Mais ces valeurs ne pourront jamais déboucher sur des religions au sens sociétal du terme, tant l’homme libre est solitaire, suspendu sur un fil entre l’homme et le sur-homme.

Comme l’écrit NIETZSCHE , c’est « à l’écart de la place publique que se fait toute grande œuvre », et c’est « à l’écart de la place publique et de la renommée que toujours vécurent ceux qui inventèrent de nouvelles valeurs » (à méditer par Bernard Henri LEVY ) .

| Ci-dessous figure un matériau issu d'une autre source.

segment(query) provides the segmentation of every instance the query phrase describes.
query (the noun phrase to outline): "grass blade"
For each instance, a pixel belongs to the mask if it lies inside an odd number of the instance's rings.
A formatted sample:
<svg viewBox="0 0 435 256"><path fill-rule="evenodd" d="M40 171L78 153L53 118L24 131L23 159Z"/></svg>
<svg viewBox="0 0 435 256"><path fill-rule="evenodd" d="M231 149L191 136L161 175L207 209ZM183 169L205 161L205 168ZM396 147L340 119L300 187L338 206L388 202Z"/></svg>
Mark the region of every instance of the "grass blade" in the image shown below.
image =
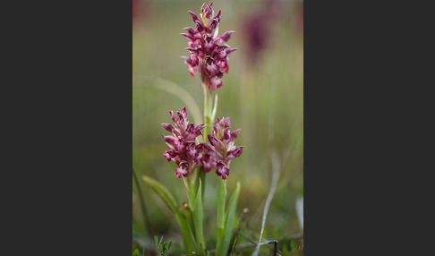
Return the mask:
<svg viewBox="0 0 435 256"><path fill-rule="evenodd" d="M240 183L237 183L235 192L231 195L226 216L225 220L225 228L221 243L216 248L216 256L226 256L230 247L233 228L235 227L235 208L240 193Z"/></svg>
<svg viewBox="0 0 435 256"><path fill-rule="evenodd" d="M225 227L225 202L226 199L226 181L221 180L218 194L218 227Z"/></svg>
<svg viewBox="0 0 435 256"><path fill-rule="evenodd" d="M200 184L198 186L198 192L196 193L195 199L195 209L193 210L193 223L195 225L195 234L197 242L200 244L200 248L206 248L204 232L203 232L203 220L204 220L204 209L202 207L202 191L201 191L201 181L200 179ZM202 244L202 246L201 246ZM202 250L201 250L202 251ZM200 252L200 254L203 252Z"/></svg>

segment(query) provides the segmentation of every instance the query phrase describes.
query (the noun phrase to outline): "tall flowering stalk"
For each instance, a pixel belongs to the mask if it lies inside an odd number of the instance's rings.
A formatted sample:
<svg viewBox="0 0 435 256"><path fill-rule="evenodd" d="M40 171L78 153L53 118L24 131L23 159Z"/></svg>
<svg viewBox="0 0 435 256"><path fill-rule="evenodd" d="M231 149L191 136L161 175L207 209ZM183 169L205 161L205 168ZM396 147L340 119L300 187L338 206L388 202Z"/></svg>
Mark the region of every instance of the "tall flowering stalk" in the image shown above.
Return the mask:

Au lieu de nous poser la question « qu’aurait pu répondre NIETZSCHE » nous aurions également pu nous interroger sur ce qu’il répondrait aujourd’hui, après lecture des philosophes du XXème siècle et en observant notre monde.
Aurait-il produit un texte « punk » tel que celui-ci, extrait de l’album « L’âge de glace » :
« Un vent lugubre de fin de règne
Souffle sur nos sociétés mourantes
Qui se convulsent et qui saignent
Dans leurs contorsions décadentes
L’homme cède la place au code-barre
La procréation au clonage
Un jeune millénaire hagard
Nait dans un puant marécage
Toutes nos croyances les plus fortes
Et tous nos plus profonds symboles
N’étaient-ils que vaines idoles
Déjà tombées et bientôt mortes ?
Le libéralisme à tout prix
Paie celui de sa démesure
Préparant sa propre agonie
Dans sa chute effrénée et sûre
Vache folle, OGM Ou guerre bactériologique
Ne sont que les prolégomènes
D’une fin apocalyptique
Et nous entrons dans l’âge de glace
Et nous entrons dans l’âge de glace
Que sera le monde de demain
Engendré par ces tristes ruines ?
Ni surhumain ni inhumain
Une ère froide et cristalline
Que George Orwel ou Aldous Huxley
En leurs si justes prophéties
N’auraient pas même imaginé
Dans sa pathétique folie
Un autre symptôme infaillible
Des grands déclins continentaux
Les masses devenues insensibles
Les arts devenus commerciaux
C’est cette noyade culturelle
Cette esthétique de l’insipide
Vénale autant que superficielle ? »

Admettrait-t-il que BACHELARD, DELEUZE, FOUCAULT, ONFRAY, SARTRE ont été des philosophes après lui et qu’il y avait, au moins chez certains de ces auteurs, un petit peu de son cher « Enfant Lion »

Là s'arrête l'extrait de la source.